アメリカは、フランクリン以降、理想のじぶんを自助によってつくりあげた人間を、最高のものとする伝統がある。
克己心によって成功を収めた人間は、歓迎すべきということだ。
イギリスの場合、貧乏人とお金持ちとの間には、もっと大きな断絶が存在しているようだ。階級というものがある。どんなに財産を持っていようと、それが古いお金でないかぎり、成り上がりものとされる。
結局は、貴族の国なのだ。
いくら成功を収めていたところで、階級の差は埋まることがない。
イタリア人は、見た目にこだわる。
「お金を持っているように見える」のであれば、実態は問わない。そういう気概があるように見える。だから彼らは高価な服に張り込むし、そのことを誇示してやまない。
成金趣味、ということばは、おそらくイタリアには存在しないのではないか。
対照的に、中流階級に見られたがっているのが、我らが日本人だ。
だから、あまりに高級感のある服装は窮屈に感じるけれども、いかにもお金がなさそうなボロボロの服は避ける。
ブランドを選ぶにも、テイストを選ぶにも、身の丈に合っているか否かを第一に考える。それが悪いとは言わない。過剰に見た目にこだわるのも、まるでこだわらないのも、どちらも多大な努力を要することだからだ。
日本人は、お金に対するアレルギーを持ちながらも、それに疑問を持っているのだ。
アメリカのように成功する国にコンプレックスを持っているから、アレルギーを持ってちゃいかんと思い込んでいる。そして、「お金を持つのはいいことだ」と、自分に言い聞かせているうちに、だんだん、お金が好きになり始めている。
ビジネスの手法として、アメリカをモデルにしているせいもあるかもしれない。
フランス人は一般にお金を汚いものと見なしているようだ。
お金に対するアレルギーは日本人よりも強いだろう。
お金持ちに見られること自体がかっこわるいとされているのかもしれない。彼らはへいきでボロボロの服を身に纏うし、それでいて颯爽としている。
フランス人のスタンスで、生きていきたいなあと思う。
お金がなくてもへいちゃらで、しっかりプライベートを愉しもうと努める。
仕事はてきとうに済ませる。仕事がなければないで仕方ない、と捉える。入るお金が減ってしまうのであれば、生活に掛かる費用を削減してしまえばいい。いまあるもので満足しつつ、じぶんに嘘をつくことなく生きる。
フランス人はしかし、趣味においては高級志向だ。
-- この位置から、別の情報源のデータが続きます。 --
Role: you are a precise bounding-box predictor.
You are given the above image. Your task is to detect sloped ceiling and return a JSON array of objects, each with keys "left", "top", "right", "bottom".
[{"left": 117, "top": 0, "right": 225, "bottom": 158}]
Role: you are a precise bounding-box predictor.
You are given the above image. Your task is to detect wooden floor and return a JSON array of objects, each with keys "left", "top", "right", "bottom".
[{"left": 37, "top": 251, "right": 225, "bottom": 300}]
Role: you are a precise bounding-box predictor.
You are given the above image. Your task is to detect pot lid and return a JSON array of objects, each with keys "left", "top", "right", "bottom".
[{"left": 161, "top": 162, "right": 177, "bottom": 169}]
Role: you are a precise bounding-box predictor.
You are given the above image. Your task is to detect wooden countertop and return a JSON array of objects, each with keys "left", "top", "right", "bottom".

クラシックとか、絵画とか、カンヌ系の映画とか、古い文学に惹かれる。
この「心は錦」的スタンスは見習うべきものだ。
日本人は身も心も中流で、下手をすると、心は下流であったりする。そこそこいい服を着ている人間が、およそ考えうるかぎりもっとも低俗な趣味を持っていたりする。
趣味がいい、というのはなにより大事なことだ。
分かったふりをする必要はないが、アレルギー的にハイカルチャーを避ける必要もないかな、とさいきんは思うようになってきた。すぐれたものは、すぐれているのだ。作品の外側に、よけいな評価軸をつくりあげているひとたちもいるけれど、そんなものには、取り合わなければいい。
虚心坦懐に、作品と向き合う。
すぐれていれば評価し、よさが分からなければ評価しない。じぶんで軸を持ってさえいれば、それができるはずだ。
教養とは、なにもないところで、ひとりで楽しめる能力のことを指すそうだ。
そういう意味で、ぼくは教養を身につけたい。